Eaton here is accusing the church of talking a good game when it comes to ministering to and reaching millennials, but not delivering the goods.
To Eaton, I would say, on behalf of the church, “Stop talking about us (unless you’re going to do something)”.
America is driven by a consumer mentality. We expect that wherever we go, people will cater to our wants and needs. In the church, this takes the form of megachurches full of congregants that pay large staffs or have small, elite teams of volunteers to do the church’s work, leaving most of the church with little obligation but to show up for a couple hours on Sunday and maybe another hour some other time during the week.
This isn’t how God intended the church to be. It is often referred to in Paul’s letters as a “body”. A human body won’t last long, nor will it have much quality of life if only a couple of the parts are working. Everyone in the church has a role to play. And I would ask my fellow millennials, who has a better opportunity to do something to reach millennials than you? Is your pastor going to share the gospel with your coworkers? Is your music leader going to invite your friends to church? Probably not. You have the opportunity to reach people with the gospel, to bring them into the church, to build the kind of community in your church that you long for. Get yourself into a church that preaches the Bible faithfully, worships in spirit and in truth, and that you can be excited about, then go and be excited about it.
Also, don’t feel like just because your church doesn’t have people who look like you, act like you, share your similar life experiences, or are in your age bracket that you can’t have community in your church. You can reach across those lines and often find opportunities to learn and grow from people with different life experiences. To only want to be among people like you is to run the risk of creating a cliquey situation like I described earlier. It’s hard to know there’s a clique if you’re in it. The church is one family and one body, and if we’re only interested in those like us, we’re not doing our part to be a part.

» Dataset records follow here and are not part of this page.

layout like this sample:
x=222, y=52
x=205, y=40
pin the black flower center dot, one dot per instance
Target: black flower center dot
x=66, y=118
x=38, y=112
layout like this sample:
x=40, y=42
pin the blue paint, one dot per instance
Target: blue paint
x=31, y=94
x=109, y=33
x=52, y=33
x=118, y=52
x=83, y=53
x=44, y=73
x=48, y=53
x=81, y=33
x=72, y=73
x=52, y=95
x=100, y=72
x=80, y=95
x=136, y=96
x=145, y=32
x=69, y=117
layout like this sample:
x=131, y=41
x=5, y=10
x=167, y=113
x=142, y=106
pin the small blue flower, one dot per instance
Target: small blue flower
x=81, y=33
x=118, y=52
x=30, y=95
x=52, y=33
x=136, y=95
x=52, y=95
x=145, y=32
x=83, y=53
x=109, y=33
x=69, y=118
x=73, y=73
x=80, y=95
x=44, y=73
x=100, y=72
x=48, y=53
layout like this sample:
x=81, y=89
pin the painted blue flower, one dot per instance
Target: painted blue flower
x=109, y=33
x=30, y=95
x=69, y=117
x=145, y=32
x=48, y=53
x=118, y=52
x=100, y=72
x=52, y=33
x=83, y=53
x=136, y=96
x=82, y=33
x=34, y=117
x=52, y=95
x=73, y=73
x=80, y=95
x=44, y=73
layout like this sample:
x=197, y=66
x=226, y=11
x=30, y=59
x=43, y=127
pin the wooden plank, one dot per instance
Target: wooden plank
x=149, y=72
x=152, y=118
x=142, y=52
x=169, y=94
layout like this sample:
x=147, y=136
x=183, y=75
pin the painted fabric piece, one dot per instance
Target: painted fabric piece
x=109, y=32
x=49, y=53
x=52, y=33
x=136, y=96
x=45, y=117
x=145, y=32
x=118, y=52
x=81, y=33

I hope this article has provided some practical advice on how to do life in church as a millennial. But I hope, more than anything, that these peripheral issues are not enough to keep my fellow millennials from the teaching of the word and the worship of God. While community is important, God’s truth is far more. If you are Christ’s sheep (see Part 2), you need to hear your shepherd’s voice. That happens in faithful, Bible-proclaiming churches. There is no substitute.